Awesome

Hybrid Ranking Network for Text-to-SQL

Code for our paper Hybrid Ranking Network for Text-to-SQL

Environment Setup

Python 3.8
Pytorch 1.7.1 or higher
pip install -r requirements.txt

We can also run experiments with docker image: docker build -t hydranet -f Dockerfile .

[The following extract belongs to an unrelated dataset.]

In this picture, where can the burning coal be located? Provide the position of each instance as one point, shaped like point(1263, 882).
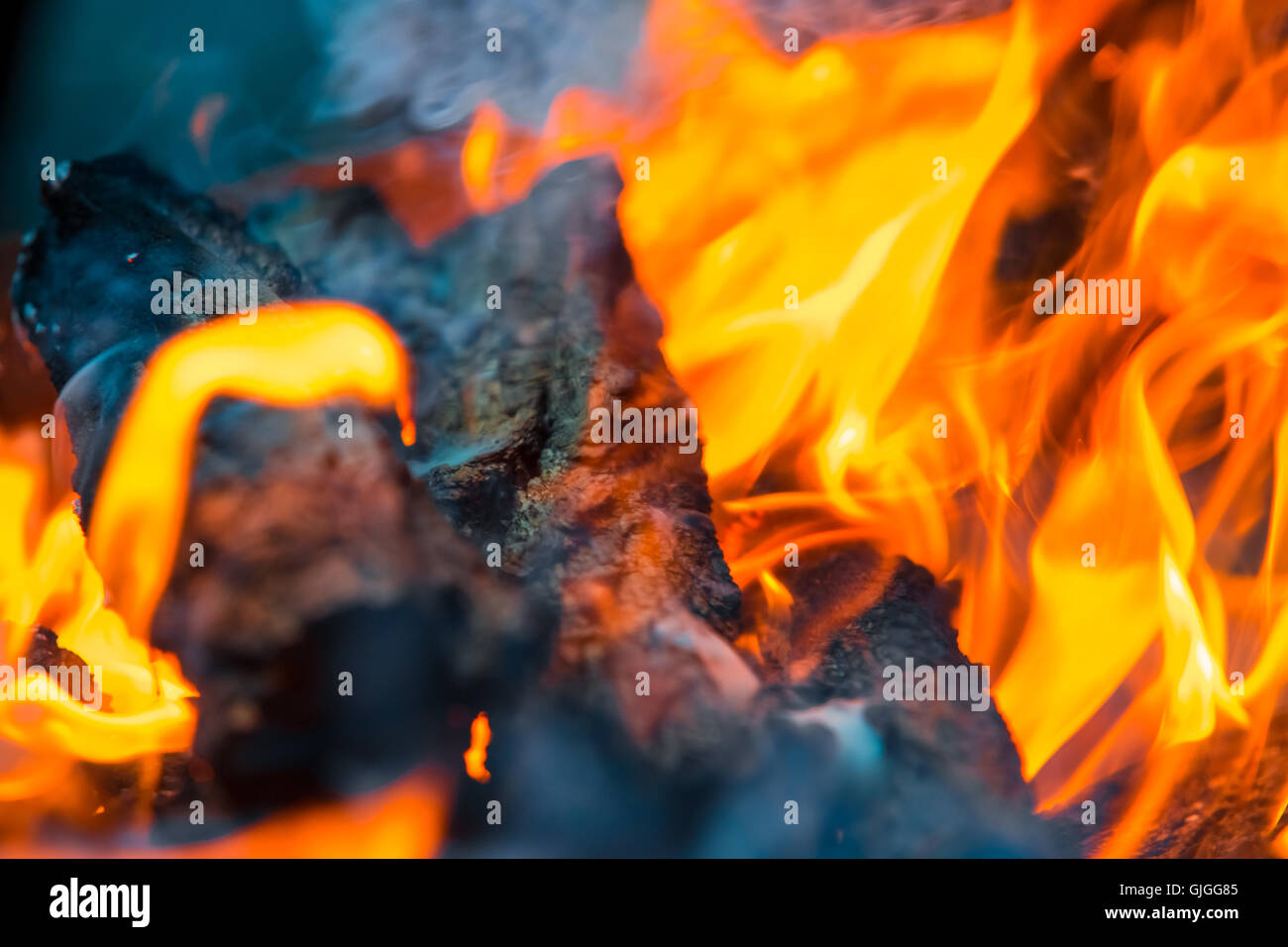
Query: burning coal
point(876, 414)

The built image above contains processed data and is ready for training and evaluation.

Data Preprocessing

Create data folder and output folder first: mkdir data && mkdir output
Clone WikiSQL repo: git clone https://github.com/salesforce/WikiSQL && tar xvjf WikiSQL/data.tar.bz2 -C WikiSQL
Preprocess data: python wikisql_gendata.py

Training

Run python main.py train --conf conf/wikisql.conf --gpu 0,1,2,3 --note "some note".
Model will be saved to output folder, named by training start datetime.

Evaluation

Modify model, input and output settings in wikisql_prediction.py and run it.
Run WikiSQL evaluation script to get official numbers: cd WikiSQL && python evaluate.py data/test.jsonl data/test.db ../output/test_out.jsonl

Note: the WikiSQL evaluation script will encounter error when running in Windows system. Hence we included the fixed version for Windows User (run in root folder): python wikisql_evaluate.py WikiSQL/data/test.jsonl WikiSQL/data/test.db output/test_out.jsonl

Trained Model

Trained model that can reproduce reported number on WikiSQL leaderboard is attached in the releases (see under "Releases" in the right column). Model prediction outputs are also attached.